EVALUATION OF EXAMPLE
In a time where Christianity was losing believers, Kong Hee acted to strengthen the church’s numbers. However, his actions instead betrayed the trust of his acolytes and the wider religious community. Kong Hee displayed the ethical defect of postulating ecclesiastical duties over and above material duties to community.
LINK
Hence, loyalty may lead to significant lapses in judgement and thus not be valuable.
THESIS 2
POINT
Loyalty to others may be considered a disloyalty and thus not valued.
ELABORATION
Loyalty to an actor is always welcomed by said actor, yet it is not so clear-cut when it comes to attitudes towards loyalty to others. Hence, in a rapidly evolving world, people must be shrewd about balancing their loyalties.

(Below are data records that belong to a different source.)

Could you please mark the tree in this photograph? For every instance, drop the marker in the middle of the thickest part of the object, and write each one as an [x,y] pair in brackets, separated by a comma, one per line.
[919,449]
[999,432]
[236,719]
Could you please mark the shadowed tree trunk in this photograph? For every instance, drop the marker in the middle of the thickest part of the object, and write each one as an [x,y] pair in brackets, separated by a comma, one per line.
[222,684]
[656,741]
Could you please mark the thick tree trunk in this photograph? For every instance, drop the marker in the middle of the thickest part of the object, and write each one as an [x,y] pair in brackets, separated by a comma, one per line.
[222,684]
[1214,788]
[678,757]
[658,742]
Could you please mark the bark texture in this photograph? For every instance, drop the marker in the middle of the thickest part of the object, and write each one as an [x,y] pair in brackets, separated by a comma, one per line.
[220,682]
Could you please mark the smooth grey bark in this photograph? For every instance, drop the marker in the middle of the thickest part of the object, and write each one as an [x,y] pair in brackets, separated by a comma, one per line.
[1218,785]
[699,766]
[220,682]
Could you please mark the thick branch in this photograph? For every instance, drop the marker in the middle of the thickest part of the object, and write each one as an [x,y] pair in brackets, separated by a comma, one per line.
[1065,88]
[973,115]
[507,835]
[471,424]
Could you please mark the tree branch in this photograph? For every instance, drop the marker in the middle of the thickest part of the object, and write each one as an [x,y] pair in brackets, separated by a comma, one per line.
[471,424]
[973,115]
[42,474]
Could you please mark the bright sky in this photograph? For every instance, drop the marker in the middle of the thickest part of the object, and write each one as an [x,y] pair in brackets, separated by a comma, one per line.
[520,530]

In general, loyalty to community supersedes the loyalty to employer, with loyalty to family supreme to these. Yet a peculiar paradox presents itself, as professionalism and staunch commitment to sanctity of contract is also highly cherished.
EXAMPLE
Edward Snowden had to seek political asylum in Russia after he blew the whistle on his former employer, the National Security Agency, which conducted an illegal and pervasive surveillance program.
EVALUATION OF EXAMPLE
Snowden pleaded that his actions were in the public interest, and many hailed him as a hero for exposing the treachery of the establishment. Yet there some political pundits decried his lack of professionalism and disrespect for sanctity of contract, labelling him a traitor who bit the hand that fed him.
LINK
Loyalty is highly complex and holds different moral values for different observers, an ethical representation of “one man’s meat is another man’s poison”.
THESIS 3
POINT
Short-term commitment, rather than loyalty with and an indefinite timeline, is valued in today’s corporate world.
ELABORATION
There may be loyalty programs or brand loyalty, but in its purest sense, loyalty is the willing and practical and thoroughgoing devotion of a person to a cause. Loyalty exists merely as a buzzword in business vocabulary, a marketing term denoting a customer’s commitment to a business. At its simplest, a customer relationship with business is a value exchange, externally enforced by contract law. So long as the contract is fulfilled within the bounds of legality, customer and business are mutually committed.
EXAMPLE
2017 saw the end of net neutrality as the world knew it, axed in a controversial 3-2 decision by the Federal Communications Committee. The decision was seen as a watershed moment as the FCC will now significantly scale back broadband regulatory requirements, allowing Internet Service Providers to, as they claim, construct fast lanes for special kinds of data and expand consumer access to the information superhighway. However, this promise is an empty one as IPs will instead use their new-found regulatory freedom to speed bump existing networks and charge more to use the ‘fast lane’.
EVALUATION OF EXAMPLE
Business practice demands that customers be valued for their profitability and revenue possibilities, not for their emotional commitments to you or vice versa. No contract was signed that demands ISPs uphold their pledge to invest more in internet infrastructure and therefore, no loyalty to customer.
LINK
In an ever-changing world, the relationship between customers and a business demands that two-way street, and it is business contract, not loyalty, that enforces that relationship, hence loyalty has no worth.
CONCLUSION
Loyalty is a romantic ideal that exists only when emotional ties are important, such as in diplomatic negotiations between states, or between fellow men. Even then, loyalties differ in strength and is subject to interpretation. To some people, certain loyalties are supreme that override all other considerations ideals, furthermore these loyalties differ from person to person. Finally, in the corporate world, loyalty is dead, killed by the impersonal and cutthroat nature of business.